[proofplan]
The claim follows by chaining two established results. First, Bernoulli sources satisfy the AEP with constant $H(X_1)$; second, Shannon's First Coding Theorem converts this AEP into the statement that the information rate equals the AEP constant. Verifying the hypotheses of each result amounts to checking that the Bernoulli source is what it is.
[/proofplan]
[step:Invoke that Bernoulli sources satisfy the AEP with constant $H(X_1)$]
The source $X_1, X_2, \ldots$ is Bernoulli by hypothesis, which is the sole requirement of [Bernoulli Sources Satisfy AEP](/theorems/1645). Applying that theorem, the source satisfies the AEP with constant $H(X_1)$.
[/step]
[step:Apply Shannon's First Coding Theorem to convert the AEP into an information-rate statement]
[Shannon's First Coding Theorem](/theorems/1644) states: if a source satisfies the AEP with constant $H$, then its information rate equals $H$. The single hypothesis — that the source satisfies the AEP with constant $H$ — was established in the previous step with $H = H(X_1)$. Therefore the source has information rate $H(X_1)$.
[guided]
The two-step chain compresses what is actually happening under the hood. The AEP for a Bernoulli source is a probabilistic fact: the empirical log-likelihood concentrates at its expectation $H(X_1)$ thanks to the WLLN applied to the i.i.d. random variables $-\log_2 p(X_i)$. Shannon's First Coding Theorem converts concentration of probability mass on the typical set $T_n$ (with known exponential size $2^{nH}$) into matching upper and lower bounds on the number of bits needed to describe the source reliably. Combining the two yields the headline equality: the optimal compression rate of a Bernoulli source equals the Shannon entropy of its one-step marginal.
No hypothesis beyond the Bernoulli structure is needed. The finite-alphabet assumption embedded in the definition of a Bernoulli source (inherited by both [Bernoulli Sources Satisfy AEP](/theorems/1645) and [Shannon's First Coding Theorem](/theorems/1644)) guarantees that $H(X_1)$ is a finite non-negative real number.

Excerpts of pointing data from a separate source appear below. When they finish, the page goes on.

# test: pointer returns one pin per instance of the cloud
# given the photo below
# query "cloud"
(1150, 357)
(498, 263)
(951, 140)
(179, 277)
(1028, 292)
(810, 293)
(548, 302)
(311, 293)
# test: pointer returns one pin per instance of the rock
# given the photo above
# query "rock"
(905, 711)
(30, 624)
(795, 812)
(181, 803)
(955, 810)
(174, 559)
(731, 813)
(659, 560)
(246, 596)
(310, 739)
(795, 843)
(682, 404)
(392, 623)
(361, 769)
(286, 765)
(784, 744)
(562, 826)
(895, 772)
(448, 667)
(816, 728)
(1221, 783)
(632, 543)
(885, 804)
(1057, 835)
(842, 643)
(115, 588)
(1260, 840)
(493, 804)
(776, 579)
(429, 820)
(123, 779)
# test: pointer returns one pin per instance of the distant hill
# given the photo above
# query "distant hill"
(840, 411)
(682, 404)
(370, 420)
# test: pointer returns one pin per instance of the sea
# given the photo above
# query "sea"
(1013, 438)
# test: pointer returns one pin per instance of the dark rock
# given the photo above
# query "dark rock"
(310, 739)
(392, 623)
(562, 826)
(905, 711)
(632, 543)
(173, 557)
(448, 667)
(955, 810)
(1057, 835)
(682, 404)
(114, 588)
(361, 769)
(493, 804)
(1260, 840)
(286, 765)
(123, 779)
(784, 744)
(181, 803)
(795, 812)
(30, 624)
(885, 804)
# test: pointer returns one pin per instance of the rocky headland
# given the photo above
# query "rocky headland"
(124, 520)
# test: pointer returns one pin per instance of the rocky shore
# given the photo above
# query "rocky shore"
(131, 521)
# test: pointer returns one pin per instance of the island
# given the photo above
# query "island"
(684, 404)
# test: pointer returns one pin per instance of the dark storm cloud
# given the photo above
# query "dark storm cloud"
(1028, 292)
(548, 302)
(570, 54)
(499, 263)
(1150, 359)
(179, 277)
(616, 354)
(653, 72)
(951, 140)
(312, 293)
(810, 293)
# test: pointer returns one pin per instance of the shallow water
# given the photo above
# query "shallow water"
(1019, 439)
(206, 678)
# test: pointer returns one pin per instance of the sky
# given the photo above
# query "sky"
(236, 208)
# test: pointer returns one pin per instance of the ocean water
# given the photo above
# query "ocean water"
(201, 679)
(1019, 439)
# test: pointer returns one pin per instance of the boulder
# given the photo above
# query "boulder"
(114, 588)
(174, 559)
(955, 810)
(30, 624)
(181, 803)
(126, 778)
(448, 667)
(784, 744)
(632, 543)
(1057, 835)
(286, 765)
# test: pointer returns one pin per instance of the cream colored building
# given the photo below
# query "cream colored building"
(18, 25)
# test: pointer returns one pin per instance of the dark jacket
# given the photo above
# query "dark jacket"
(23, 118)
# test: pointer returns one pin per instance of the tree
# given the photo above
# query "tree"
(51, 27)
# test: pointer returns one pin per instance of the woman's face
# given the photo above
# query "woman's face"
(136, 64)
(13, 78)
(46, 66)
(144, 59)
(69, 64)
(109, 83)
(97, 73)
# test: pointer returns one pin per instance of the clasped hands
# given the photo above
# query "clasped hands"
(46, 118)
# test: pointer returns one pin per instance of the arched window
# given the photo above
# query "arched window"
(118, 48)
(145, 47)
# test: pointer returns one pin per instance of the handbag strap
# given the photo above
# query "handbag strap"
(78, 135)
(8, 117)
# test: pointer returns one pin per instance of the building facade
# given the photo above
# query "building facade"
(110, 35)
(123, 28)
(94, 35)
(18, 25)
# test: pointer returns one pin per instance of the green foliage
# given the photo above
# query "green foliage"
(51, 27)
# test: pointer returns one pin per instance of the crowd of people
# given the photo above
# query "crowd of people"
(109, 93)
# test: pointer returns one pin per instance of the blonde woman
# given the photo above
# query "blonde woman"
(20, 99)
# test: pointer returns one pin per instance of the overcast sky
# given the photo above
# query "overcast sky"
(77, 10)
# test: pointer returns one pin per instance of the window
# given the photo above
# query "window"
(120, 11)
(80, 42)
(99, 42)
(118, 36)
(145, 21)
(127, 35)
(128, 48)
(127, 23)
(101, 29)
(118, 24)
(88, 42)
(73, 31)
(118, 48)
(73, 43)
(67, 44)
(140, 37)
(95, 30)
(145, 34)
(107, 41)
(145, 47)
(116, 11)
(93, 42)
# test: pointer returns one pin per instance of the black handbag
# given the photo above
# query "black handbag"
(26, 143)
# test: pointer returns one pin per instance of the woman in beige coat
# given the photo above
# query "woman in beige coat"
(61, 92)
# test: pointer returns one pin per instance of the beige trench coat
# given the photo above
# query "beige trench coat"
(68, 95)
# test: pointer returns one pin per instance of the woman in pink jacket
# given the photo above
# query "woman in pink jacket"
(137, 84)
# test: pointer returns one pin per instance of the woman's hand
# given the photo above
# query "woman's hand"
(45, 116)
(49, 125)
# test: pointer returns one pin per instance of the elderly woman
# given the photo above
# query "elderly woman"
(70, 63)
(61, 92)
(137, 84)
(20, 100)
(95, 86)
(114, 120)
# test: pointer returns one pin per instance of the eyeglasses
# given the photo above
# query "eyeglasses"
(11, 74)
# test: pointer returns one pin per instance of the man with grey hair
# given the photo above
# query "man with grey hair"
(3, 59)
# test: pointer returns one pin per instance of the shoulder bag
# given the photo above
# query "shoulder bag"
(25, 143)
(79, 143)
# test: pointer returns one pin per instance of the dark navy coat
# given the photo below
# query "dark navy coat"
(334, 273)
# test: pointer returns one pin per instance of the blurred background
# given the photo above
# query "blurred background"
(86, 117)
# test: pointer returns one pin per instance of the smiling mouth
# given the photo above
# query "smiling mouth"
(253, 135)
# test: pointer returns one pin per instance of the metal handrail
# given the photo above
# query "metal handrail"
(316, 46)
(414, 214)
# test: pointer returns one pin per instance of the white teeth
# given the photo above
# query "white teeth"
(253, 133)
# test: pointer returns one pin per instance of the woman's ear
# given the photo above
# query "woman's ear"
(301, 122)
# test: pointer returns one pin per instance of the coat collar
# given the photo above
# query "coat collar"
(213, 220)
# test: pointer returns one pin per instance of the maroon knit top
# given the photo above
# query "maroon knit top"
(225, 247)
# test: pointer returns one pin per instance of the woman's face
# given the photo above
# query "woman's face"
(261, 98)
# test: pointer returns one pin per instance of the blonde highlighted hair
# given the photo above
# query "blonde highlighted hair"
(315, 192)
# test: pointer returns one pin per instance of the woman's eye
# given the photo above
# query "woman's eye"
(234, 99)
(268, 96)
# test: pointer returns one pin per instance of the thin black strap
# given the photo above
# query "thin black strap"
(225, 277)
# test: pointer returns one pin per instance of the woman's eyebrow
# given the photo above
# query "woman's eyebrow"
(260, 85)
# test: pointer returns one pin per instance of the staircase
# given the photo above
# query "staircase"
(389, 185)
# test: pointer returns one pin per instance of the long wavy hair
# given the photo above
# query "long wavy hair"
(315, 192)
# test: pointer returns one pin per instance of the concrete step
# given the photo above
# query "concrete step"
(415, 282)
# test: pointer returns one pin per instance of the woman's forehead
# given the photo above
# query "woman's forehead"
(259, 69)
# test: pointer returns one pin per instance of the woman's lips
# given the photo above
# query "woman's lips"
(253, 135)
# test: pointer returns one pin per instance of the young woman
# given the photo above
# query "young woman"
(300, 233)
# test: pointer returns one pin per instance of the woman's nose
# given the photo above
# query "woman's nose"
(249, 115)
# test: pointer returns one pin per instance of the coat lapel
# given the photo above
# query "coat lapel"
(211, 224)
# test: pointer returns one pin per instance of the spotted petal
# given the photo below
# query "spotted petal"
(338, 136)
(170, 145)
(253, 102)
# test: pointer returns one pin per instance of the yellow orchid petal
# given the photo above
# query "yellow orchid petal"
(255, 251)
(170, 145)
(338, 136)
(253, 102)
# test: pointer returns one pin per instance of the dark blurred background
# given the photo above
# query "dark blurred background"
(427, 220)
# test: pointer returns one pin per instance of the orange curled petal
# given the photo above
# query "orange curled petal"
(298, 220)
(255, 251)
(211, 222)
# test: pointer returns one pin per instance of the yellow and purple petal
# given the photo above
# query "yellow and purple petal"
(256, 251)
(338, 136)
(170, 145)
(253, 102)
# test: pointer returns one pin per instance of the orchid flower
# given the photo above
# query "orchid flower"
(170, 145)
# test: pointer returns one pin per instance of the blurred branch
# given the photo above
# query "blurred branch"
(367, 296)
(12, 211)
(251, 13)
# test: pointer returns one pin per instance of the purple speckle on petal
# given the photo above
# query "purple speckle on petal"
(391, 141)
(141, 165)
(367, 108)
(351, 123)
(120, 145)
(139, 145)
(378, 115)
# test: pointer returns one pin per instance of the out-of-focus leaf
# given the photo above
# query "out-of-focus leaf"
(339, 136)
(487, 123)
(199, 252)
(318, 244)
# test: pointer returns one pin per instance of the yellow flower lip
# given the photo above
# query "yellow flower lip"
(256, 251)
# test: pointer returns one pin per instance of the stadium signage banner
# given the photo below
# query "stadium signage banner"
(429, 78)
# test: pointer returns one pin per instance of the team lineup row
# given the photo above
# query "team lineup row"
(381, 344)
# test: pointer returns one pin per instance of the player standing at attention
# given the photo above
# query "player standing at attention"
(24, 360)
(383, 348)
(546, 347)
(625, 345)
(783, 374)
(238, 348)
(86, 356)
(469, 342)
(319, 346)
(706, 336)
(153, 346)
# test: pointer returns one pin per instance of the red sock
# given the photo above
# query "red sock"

The theorem has two practical interpretations. Operationally, it gives an encoder-side promise: for any $\varepsilon > 0$, a sufficiently long block of a Bernoulli source can be compressed to roughly $n(H(X_1) + \varepsilon)$ bits with vanishing probability of error, and no scheme can do strictly better than $n(H(X_1) - \varepsilon)$ bits while maintaining reliability. Informationally, it identifies the single-symbol Shannon entropy $H(X_1) = -\sum_i p_i \log_2 p_i$ as the precise per-symbol information content of the source.
The result does not address two important questions. It is silent on the rate of convergence — how large must $n$ be before the compression bound is achieved within a prescribed error? — and it is silent on constructive schemes — the proof via AEP shows existence of good codes without specifying them. These two gaps are addressed separately by refinements such as finite-blocklength coding theory and by explicit algorithms such as Huffman coding and arithmetic coding.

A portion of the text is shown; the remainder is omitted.